---
# Clustering and Correlation Analyses

### Questions:
- How can we use heatmaps and correlation analysis to analyze our microbiome samples?

### Objectives:
- Understand how clustering and correlation analysis can be used to understand complex microbial community structures, interactions, and their relationships.

### Key tasks:
- Extract meaningful patterns from microbiome data to identify significant relationships between microbial taxa.
- Uncover insights into the roles microbes play in the context of your project

---

## Getting Started

In [None]:
# set the variables for your netid
netid = "NETID"

In [None]:
# make a variable for the working directory
work_dir = "/xdisk/bhurwitz/bh_class/" + netid + "/assignments/14_clustering"

### Clustering and Correlation Networks

In this assignment, we are going to use clustering techniques and correlation networks to extract meaningful patterns from our project data, identify significant relationships between microbial taxa, and uncover insights into the roles microbes play in various contexts (e.g., via birth mode, over time in infant gut development, and with antibiotic usage). 

# Go to Microbiome Analyst. 

Go through the same steps from the previous assignments with your project biom file to get to the Analysis Overview step below. Go to the Clustering and Correlation Network Section.

![image.png](attachment:image.png)

#### Part 1 Heatmap visualization

Click ‘Interactive Heatmap’ from the Analysis Overview. The heatmap analysis uses the hierarchical structure of taxonomic classifications to depict group-wise relative abundance for microbial communities. The upper part of the page contains key parameters for creating and customizing a heatmap. Use the following initial set of parameters:

Set ‘Family’ as the current taxonomy level, specify ‘Minkowski distance’ for the distance metric, specify ‘complete’ for the clustering method, and then select a group for the comparison of interest based on your project. Click ‘Submit’ to generate the corresponding the heatmap. 

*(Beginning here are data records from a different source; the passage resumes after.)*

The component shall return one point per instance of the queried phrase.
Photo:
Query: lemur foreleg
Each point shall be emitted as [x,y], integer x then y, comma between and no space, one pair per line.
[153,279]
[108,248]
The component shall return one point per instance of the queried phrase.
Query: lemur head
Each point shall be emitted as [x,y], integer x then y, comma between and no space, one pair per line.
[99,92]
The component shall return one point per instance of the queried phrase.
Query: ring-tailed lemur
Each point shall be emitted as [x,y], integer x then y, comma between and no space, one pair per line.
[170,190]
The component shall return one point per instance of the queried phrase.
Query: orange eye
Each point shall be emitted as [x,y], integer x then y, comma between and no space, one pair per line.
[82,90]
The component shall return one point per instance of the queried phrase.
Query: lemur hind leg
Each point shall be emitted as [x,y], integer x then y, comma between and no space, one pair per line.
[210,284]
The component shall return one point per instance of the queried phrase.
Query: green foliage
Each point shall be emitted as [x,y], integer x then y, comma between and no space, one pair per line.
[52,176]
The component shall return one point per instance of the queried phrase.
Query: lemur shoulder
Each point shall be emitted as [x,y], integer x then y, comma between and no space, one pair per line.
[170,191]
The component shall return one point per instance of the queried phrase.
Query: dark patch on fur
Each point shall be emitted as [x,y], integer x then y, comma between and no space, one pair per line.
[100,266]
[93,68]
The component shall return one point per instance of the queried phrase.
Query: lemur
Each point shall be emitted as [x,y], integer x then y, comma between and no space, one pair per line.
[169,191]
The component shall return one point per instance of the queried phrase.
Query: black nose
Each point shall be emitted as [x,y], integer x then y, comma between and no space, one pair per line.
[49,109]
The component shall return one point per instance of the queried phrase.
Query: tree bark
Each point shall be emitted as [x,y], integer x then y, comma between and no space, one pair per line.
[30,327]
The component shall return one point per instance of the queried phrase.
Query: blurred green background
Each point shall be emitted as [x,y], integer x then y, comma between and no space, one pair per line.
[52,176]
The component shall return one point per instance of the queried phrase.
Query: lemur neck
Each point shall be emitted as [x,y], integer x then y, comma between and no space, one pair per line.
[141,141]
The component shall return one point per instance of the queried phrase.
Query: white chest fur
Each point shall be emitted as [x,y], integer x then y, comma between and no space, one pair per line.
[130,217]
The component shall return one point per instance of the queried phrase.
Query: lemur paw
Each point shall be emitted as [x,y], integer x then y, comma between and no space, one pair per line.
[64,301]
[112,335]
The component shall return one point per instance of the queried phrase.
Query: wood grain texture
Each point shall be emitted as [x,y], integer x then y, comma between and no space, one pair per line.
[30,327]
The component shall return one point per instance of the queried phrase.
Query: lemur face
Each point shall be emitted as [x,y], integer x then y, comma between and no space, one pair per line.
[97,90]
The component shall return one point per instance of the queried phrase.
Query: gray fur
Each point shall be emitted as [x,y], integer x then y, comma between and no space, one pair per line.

Try out different distance metrics and clustering methods for your analysis to find the best heatmap to show differences amoung taxa for your project.

Here are the possible distance metrics:

![image.png](attachment:image.png)


Here are the possible clustering methods:

![image.png](attachment:image.png)

#### Question 1

What are the heatmap parameters you selected to reveal patterns in the composition and structure of microbial communities across different samples? 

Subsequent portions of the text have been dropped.